Police have solved the mystery of a woman’s body found in a plastic drum at SMVT Bengaluru, India’s first air-conditioned railway terminal.
They have arrested three men for strangling 27-year-old Tamanna, stuffing her body in the drum and dumping it at the railway station on March 14.
The killers had broken her hands and legs in order to fit the body into the drum and seal it. They actually wanted to put the drum on a train to their home state of Bihar but chickened out after reaching the station around midnight on March 12. They left the drum near the entrance and scooted off.
A QR code on the drum helped police track them down.
Police believe that Tamanna was assaulted and killed by her husband’s brother and other relatives. They have arrested Kamaal, 21, Tanveer, 28, and Shakib, 25, and are hunting for the kingpin, Nawab.
Tamanna married Intekhab, a distant relative of her first husband Afroz, eight months ago. The couple lived near Jigani where Intekhab worked as an AC mechanic for a private firm.
The discovery of Tamanna’s decomposed body raised suspicions that a serial killer was on the prowl in Bengaluru.

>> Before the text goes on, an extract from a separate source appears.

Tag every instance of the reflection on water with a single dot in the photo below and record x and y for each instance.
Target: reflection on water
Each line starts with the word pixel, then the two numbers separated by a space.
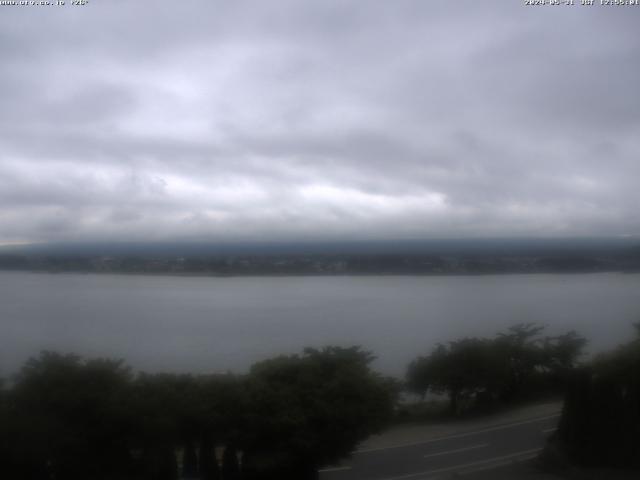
pixel 217 324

Two women in their 30s have been found murdered at different railway stations in the city since December 2022. Both remain unidentified. One of the bodies was found in a similar drum.
Dr S K Soumyalatha, Superintendent of Police, Railways, said that there were no more similarities between the three cases.
Police investigations show that Tamanna married Afroz, a physically challenged person from Bihar, in 2020. She later got into an affair with their neighbour and Afroz’s distant relative, Intekhab. She eventually eloped with him to Bengaluru and reportedly married him.
Intekhab’s elder brother, Nawab, and his other relatives were not happy with his relationship with Tamanna. They believed that he had ruined the family’s reputation back home in Bihar.
Nawab decided to separate the couple and hatched a plan. On Sunday, he invited them over for lunch in Kalasipalyam. He and other relatives asked Intekhab to go back home alone, saying they would send Tamanna to Bihar by train.
Intekhab put up resistance but was helpless. He left Tamanna with a relative in Kalasipalyam and returned home. Later that evening, Nawab and others strangled Tamanna, stuffed the body in a drum and decided to keep it on a train to Bihar.
Police believe Intekhab wasn’t involved in the murder. They say he tried to find out if Tamanna had reached Bihar. When he didn’t find her whereabouts, he started looking for her.
A plain-clothesman later got in touch with him. He told him what had happened.